Ces précisions apportées, j’en viens à votre question. Et je vous surprendrai peut-être en vous répondant que selon moi, non seulement les politiques - ou un certain nombre d’entre eux - savent parler aux jeunes, mais qu’ils savent trop bien leur parler. Ce que je vise par ces propos, c’est cette forme de démagogie infantilisante que l’on nomme le « jeunisme », qui tourne à plein régime depuis les dernières régionales. Dès le départ, il était évident que Didier Robert n’avait d’autre argument que celui-là à opposer à son adversaire, dont il n’a cessé de stigmatiser l’âge. L’argument de la jeunesse, utilisé par l’UMP, est une escroquerie intellectuelle. En se faisant le porte-parole des jeunes, M. Robert dissimule non seulement son absence de vision, mais il fait pire. Il parle d’une jeunesse abstraite, ou ultra-minoritaire, qui n’appartient pas au même monde que les 50% de jeunes chômeurs, les sans-diplômes et les précaires que compte notre île. La propagande de l’UMP, qui irrigue nos média et certaines formes d’expression artistique, passe son temps à parler d’une jeunesse dorée, friquée, diplômée, censée avoir dépassé les clivages les plus pesants de notre société, métissée et faisant la part belle aux femmes. On trouve une expression presque parfaite de cette idéologie dans un clip d’un girls-band réunionnais - une publicité pour un soda. Il y a là d’après moi, à la fois l’hymne et l’imagerie du sarkozysme péi. On y voit une jeunesse arc-en-ciel, bijoux et fringues de marque, qui « gratte sa fesse » devant une piscine privée, avant de se lancer – débilité des débilités - dans un kuduro géant, avenue de la Victoire. En arrière-plan, flotte le drapeau américain. Comme si tout cela existait. Comme si les choses se passaient comme cela, en-dehors de la Montagne et du Cap Champagne, et encore…
Quels sont les principaux obstacles à une communication pratique, honnête, sincère et efficace, entre les jeunes et les politiques ?

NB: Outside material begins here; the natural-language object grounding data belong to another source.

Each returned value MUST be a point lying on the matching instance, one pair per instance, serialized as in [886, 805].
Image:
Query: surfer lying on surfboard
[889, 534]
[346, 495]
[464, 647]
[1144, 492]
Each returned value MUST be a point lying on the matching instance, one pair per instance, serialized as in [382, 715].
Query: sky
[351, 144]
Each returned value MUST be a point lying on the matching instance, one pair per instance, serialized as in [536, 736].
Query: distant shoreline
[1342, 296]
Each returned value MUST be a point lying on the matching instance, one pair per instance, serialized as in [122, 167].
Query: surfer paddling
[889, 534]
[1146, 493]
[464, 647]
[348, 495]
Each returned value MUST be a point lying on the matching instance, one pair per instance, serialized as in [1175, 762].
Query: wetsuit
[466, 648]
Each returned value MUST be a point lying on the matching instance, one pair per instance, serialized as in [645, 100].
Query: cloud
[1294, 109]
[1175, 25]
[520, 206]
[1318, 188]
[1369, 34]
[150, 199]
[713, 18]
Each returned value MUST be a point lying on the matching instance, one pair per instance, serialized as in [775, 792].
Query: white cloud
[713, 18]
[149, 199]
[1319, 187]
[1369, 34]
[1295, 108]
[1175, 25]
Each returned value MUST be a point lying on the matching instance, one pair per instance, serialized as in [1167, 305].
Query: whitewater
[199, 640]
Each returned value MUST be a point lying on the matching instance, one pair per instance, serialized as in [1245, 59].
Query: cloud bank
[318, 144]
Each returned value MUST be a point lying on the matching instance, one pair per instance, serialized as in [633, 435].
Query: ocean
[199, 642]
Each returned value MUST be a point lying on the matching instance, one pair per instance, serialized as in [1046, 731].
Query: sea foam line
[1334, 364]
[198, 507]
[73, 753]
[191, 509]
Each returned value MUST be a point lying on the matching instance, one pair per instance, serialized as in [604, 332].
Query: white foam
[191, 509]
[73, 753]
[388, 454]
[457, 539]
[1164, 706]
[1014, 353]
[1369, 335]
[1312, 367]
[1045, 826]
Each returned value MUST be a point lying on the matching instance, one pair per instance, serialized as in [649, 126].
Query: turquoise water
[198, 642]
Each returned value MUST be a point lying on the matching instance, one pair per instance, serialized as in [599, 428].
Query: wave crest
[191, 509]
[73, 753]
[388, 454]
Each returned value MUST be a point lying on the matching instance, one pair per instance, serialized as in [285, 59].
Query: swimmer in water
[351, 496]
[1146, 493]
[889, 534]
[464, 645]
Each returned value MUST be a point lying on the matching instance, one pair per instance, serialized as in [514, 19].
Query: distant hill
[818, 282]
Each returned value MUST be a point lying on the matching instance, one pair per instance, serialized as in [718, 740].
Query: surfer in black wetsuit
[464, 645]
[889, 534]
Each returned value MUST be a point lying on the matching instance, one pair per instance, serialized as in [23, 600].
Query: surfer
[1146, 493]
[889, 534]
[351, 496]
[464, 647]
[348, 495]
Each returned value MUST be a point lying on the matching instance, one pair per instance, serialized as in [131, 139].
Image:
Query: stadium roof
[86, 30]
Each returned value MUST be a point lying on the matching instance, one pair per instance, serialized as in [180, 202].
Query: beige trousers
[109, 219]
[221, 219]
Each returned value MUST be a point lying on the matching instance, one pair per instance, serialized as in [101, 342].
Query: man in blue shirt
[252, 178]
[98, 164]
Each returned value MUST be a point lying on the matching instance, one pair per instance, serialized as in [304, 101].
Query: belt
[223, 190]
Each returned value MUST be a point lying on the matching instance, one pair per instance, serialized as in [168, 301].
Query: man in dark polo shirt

Comme je viens de le dire, la plupart des politiques ne parlent pas des conditions économiques et sociales des jeunesses - et j’insiste sur le pluriel. Parler la bouch’ rouvèr’ de l’emploi, de la formation, des loisirs, évite de se rendre compte que les fractures sociales - comme disait l’autre - qui traversent notre société sont plus profondément creusées encore entre les jeunes. Les mécanismes qui pénalisent les jeunes femmes, les Réunionnais-e-s noir-e-s, descendant-e-s d’esclaves ou d’engagé-e-s, les enfants des Yabs dans les Hauts défavorisés, sont reproduits et amplifiés parmi les jeunes. Il n’y a qu’à lire la chronique quotidienne des viols et des sévices dont se repaissent nos journaux, pour voir ce qu’est la condition des jeunes filles et des jeunes femmes dans notre pays. Il suffit d’ouvrir les yeux pour constater la condition des jeunes Réunionnais noirs. Ou d’aller, par exemple, dans les hauts de Sainte-Marie, pour avoir un aperçu de la condition des héritiers de la misère Yab. Il suffit de lire l’excellent ouvrage de Laurent Médéa, qui montre très clairement que les jeunes qui se retrouvent en prison appartiennent très majoritairement à ces catégories. Une communication honnête passerait donc, d’abord, par la prise en compte de ces différences, et non par l’usage abstrait d’une référence à la « jeunesse », ruminée par les politiques.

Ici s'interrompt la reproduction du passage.